At this moment we heard a noise, as if some one had been scraping the mud off his shoes at the back part of the house, and giving various orders at the same time in a loud voice to the servants; then a heavy step through the lofty hall, and enter a tall, sallow, yellow-snake of a man, in wide white jane trowsers and waistcoat,—the perspiration streaming down his face, and dripping from the point of his sun-peeled nose, while the collar of his shirt and his neckcloth were also very sudorous. He wore a threadbare blue coat, the buttons all covered with verdigris, and a hat—which he kept on, by the way—worn white at the edges, with the pasteboard frame of it visible where the silk nap had been rubbed.
"Ah, Frenche," quoth mine host, for it was no other, "how are you, my dear fellow? Paul, call your missis—and, Mr Twig, I am so glad to see you. Boys, get second breakfast—we have kept it back on purpose."
"Twang," thought I.
"Frenche, my lad, introduce me—your nephew, I presume?"

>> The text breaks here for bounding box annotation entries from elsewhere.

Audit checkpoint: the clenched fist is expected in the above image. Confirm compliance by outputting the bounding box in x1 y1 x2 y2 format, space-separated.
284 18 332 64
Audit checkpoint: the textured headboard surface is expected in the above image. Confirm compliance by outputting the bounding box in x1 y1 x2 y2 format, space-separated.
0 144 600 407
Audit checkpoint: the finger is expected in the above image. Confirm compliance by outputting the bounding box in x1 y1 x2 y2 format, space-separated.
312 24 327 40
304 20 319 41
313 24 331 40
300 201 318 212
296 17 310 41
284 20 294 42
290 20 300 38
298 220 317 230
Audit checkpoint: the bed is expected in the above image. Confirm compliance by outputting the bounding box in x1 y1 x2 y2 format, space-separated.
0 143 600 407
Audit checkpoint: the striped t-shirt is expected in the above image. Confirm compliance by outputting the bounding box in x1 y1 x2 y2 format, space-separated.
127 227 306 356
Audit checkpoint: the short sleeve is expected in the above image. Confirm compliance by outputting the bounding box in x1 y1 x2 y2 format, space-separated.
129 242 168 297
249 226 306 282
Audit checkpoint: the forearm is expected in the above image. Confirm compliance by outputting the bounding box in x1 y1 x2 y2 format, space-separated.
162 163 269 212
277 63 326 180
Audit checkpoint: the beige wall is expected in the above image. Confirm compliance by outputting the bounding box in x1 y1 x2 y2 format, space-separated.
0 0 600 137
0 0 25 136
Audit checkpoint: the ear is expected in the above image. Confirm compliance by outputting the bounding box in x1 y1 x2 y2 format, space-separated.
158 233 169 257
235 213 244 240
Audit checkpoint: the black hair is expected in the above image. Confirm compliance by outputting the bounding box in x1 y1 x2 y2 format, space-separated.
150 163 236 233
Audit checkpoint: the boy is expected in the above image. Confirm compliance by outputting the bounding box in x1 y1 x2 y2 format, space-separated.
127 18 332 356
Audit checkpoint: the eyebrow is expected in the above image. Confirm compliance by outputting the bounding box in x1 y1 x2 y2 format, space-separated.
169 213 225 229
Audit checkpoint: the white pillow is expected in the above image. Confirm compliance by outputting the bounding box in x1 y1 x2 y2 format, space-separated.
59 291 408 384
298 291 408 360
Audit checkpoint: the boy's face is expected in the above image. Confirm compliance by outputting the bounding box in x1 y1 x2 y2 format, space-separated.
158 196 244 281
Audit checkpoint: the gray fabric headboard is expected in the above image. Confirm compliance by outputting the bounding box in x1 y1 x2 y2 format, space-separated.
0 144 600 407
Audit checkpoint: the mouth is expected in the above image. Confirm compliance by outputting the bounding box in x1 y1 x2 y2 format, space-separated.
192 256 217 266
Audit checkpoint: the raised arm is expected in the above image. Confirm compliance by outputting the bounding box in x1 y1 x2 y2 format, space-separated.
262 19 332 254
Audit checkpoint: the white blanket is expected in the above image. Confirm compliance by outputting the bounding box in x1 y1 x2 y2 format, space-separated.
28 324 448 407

I bowed, and was shaken furiously by the hand.
"I should have known him, I declare; so like you, my old cock."
"Gammon again," thought I.
"And, Twig, I say, you must introduce me to"—Here he indicated Don Felix, and prepared to "pull his foot," as the negroes say, in that direction also—in other words, to make his bow to Monsieur Flamingo, who was accordingly made known to him in due form, and had his fingers nearly wrung off, as mine had been. Don Felix, so soon as he was released, took an opportunity of catching my eye, shaking them aside, and blowing the tips as if they had been burned.

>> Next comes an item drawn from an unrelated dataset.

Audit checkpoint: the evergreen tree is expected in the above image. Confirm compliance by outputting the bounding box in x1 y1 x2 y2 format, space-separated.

The ladies now appeared—our hostess, really a splendid woman, and her daughter, fresh off the irons from a fashionable English boarding-school, a very pretty girl, but suffering under prickly heat (a sort of a what-do-ye-call-um, a kind of Jamaica imitation, but deucedly like 'tother thing in Scotland notwithstanding); and the plague of freckles—ods bobs, how I do hate freckles!—where was I—oh—so our lunch, or second breakfast, was really a very pleasant one. From that time until dinner, we talked, and read, and played bagatelle, and amongst other means employed to kill time, Miss Cornstick was set to play on the piano. She was, I make no doubt, a first-rate performer, and spanged her fingers from the keys as if they had been red hot iron, and tossed her head about as she sung, and cast her eyes towards the roof as if she had seen something rather surprising there.
"That's what I call singing with animation, at all events; oh, how I wish the pedals were mine enemies," whispered Don Felix.